Indeed, the only floating point data that seems to be being used is split_indices, but I would have thought that that was nowhere near enough data to describe a regression tree. So if question 1 is too granular to answer here, there's still...

Question 2: how is it possible that the model predictions depend only on this one floating point vector, split_conditions?


Solution

  • (I see it's nine months too late, but here's a rudimentary answer as other people may be interested in this...)

    split_indices refers to the index (0-based) of the list of features supplied during training. It basically says "At this node (position in the array) use feature N for splitting".

    For split nodes, split_conditions refers to the threshold for splitting -- if feature < split_condition go left, if >= go right. Plus the treatment of NAs (default_left tells you where they go at each split).

    In your example the first split would be based on feature #3 at threshold 0.073486.

    For leaf nodes, the split_condition contains the leaf value, i.e. the prediction for observations falling into that leaf. (With possible caveats depending on type of problem, transformations, etc.) left_children and right_children have a value of -1 for the leaf nodes.

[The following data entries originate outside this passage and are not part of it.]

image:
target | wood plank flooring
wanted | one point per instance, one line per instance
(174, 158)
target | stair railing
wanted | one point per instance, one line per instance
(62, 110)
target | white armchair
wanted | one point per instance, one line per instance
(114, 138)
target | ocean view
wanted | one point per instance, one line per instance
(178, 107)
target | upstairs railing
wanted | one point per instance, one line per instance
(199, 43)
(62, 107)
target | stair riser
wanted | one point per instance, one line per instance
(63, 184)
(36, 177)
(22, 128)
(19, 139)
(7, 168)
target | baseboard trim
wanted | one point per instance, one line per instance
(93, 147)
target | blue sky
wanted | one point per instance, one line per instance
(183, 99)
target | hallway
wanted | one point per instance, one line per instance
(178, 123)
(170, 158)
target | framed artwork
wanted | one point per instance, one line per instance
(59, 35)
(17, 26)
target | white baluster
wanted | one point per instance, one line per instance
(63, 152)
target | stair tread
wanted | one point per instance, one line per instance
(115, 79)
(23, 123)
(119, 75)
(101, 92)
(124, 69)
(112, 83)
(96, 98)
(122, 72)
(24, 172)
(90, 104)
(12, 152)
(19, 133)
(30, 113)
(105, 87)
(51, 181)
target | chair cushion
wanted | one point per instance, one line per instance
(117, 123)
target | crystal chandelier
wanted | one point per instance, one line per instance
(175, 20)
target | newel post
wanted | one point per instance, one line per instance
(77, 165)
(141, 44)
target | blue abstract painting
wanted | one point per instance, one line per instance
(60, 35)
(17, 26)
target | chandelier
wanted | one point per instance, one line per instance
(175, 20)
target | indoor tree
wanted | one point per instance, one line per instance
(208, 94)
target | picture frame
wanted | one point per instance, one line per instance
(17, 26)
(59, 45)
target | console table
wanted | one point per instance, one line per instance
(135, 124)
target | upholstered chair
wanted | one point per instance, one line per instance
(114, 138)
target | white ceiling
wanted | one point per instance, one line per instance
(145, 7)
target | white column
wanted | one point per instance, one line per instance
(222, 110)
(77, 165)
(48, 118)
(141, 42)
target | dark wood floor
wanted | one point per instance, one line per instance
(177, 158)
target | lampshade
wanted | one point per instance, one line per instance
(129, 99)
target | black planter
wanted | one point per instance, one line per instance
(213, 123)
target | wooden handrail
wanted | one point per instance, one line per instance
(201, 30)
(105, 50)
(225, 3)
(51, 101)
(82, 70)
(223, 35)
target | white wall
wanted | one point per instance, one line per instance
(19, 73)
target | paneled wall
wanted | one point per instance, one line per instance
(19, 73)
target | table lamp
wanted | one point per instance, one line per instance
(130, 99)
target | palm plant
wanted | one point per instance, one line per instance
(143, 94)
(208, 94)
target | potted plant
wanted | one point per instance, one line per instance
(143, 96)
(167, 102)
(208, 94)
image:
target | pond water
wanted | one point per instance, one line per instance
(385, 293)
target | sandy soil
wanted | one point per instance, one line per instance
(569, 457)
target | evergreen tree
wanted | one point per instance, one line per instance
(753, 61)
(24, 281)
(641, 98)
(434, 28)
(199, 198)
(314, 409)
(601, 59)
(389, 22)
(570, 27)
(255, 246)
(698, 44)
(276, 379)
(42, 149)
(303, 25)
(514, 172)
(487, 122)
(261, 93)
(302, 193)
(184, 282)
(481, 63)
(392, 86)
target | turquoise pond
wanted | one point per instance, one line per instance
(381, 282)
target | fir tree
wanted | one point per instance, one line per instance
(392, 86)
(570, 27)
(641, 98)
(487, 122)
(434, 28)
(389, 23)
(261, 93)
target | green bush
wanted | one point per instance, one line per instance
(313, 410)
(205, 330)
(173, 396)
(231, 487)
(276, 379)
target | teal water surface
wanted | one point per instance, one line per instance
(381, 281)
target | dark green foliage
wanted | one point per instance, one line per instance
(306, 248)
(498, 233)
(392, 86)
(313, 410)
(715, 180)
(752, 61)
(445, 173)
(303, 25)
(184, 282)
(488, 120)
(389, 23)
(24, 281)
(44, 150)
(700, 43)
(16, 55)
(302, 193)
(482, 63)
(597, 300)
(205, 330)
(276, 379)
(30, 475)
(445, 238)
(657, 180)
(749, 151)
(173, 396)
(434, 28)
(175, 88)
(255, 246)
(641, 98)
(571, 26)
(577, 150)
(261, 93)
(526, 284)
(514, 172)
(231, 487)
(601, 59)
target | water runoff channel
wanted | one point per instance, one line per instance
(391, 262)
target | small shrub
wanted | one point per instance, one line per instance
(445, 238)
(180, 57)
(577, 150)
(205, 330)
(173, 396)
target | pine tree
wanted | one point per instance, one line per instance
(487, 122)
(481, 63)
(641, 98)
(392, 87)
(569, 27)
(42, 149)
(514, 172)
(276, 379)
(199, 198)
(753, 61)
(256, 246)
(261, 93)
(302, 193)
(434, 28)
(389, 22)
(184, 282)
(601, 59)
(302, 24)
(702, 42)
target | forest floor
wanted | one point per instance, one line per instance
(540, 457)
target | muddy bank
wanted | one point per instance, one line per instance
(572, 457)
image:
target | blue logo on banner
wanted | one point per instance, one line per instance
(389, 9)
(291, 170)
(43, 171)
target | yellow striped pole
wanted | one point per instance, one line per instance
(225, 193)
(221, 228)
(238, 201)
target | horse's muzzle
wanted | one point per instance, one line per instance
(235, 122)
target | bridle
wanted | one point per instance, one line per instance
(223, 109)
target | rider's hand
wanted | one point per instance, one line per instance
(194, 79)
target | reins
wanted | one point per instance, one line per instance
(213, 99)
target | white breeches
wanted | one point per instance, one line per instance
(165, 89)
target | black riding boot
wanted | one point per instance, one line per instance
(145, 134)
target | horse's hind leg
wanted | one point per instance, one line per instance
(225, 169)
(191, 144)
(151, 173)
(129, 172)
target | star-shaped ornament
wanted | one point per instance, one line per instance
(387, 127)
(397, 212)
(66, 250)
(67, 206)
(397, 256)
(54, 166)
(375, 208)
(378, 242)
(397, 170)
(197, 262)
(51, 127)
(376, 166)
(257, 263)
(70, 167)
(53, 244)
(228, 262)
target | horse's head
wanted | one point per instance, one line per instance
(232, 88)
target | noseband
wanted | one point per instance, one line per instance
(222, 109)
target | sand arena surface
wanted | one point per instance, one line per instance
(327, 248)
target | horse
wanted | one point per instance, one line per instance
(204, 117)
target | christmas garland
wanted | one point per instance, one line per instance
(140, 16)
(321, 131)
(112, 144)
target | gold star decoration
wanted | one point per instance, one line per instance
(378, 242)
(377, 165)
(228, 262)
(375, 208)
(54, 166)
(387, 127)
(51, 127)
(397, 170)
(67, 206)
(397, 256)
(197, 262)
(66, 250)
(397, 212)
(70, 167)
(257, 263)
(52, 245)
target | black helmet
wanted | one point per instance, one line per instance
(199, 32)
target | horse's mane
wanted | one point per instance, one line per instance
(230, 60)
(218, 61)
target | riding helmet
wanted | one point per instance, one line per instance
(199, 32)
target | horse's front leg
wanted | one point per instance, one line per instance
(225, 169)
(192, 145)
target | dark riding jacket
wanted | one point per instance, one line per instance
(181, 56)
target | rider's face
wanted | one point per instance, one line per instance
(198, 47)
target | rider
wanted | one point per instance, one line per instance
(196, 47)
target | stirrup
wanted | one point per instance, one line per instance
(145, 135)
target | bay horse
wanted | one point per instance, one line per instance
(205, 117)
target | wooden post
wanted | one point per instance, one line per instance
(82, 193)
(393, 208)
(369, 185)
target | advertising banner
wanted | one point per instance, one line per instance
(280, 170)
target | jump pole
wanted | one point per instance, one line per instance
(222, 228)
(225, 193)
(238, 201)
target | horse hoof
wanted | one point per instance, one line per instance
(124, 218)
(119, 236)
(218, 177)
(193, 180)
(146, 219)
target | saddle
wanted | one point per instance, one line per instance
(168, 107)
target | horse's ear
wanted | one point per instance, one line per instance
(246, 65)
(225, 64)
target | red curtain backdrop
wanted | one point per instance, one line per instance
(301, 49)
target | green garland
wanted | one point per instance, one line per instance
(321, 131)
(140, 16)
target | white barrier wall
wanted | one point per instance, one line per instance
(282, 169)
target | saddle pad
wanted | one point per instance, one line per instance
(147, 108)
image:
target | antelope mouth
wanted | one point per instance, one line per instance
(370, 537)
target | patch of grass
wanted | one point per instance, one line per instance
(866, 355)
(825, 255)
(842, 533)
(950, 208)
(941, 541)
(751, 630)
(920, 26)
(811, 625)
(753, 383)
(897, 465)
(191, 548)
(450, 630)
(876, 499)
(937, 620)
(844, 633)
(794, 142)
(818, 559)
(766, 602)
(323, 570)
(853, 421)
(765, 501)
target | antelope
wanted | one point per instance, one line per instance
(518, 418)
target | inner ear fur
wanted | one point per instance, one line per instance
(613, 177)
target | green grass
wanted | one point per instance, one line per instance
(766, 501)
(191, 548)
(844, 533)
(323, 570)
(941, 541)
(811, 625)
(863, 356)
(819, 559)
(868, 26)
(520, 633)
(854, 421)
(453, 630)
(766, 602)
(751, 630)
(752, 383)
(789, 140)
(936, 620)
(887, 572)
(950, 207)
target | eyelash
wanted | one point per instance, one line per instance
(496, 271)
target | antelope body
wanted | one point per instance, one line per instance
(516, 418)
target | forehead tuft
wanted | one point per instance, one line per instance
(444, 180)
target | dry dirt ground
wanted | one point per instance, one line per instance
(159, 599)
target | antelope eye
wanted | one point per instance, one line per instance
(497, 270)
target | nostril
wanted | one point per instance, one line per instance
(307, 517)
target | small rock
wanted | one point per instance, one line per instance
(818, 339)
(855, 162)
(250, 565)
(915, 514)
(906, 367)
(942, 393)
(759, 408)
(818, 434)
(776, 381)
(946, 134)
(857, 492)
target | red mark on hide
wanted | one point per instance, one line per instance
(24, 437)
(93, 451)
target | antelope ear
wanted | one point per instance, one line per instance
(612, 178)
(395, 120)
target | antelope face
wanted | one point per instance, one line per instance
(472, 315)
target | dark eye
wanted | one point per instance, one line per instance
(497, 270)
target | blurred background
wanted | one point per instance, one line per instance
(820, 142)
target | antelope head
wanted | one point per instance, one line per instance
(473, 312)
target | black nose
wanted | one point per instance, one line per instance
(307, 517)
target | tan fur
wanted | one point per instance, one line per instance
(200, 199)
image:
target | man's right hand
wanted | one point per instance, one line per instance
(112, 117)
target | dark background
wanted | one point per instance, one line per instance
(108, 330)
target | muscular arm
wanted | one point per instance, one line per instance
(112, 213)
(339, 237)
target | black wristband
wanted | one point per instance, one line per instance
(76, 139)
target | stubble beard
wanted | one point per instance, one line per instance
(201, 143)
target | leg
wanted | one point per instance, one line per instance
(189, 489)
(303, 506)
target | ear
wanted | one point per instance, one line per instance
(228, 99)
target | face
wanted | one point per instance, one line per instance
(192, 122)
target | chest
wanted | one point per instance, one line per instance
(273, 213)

    Hope this helps someone to get started -- there's quite a bit of other details. Some of the info in the json is not needed for prediction but allows to calculate e.g. the feature importance metrics and how the tree was constructed.

    Finally, for me plotting the tree (xgboost.to_graphviz(booster=m0)) helps a lot in interpreting the info in the json. Making an example of a depth=1 (single splitting node, 2 leaf nodes) would be even easier to interpret.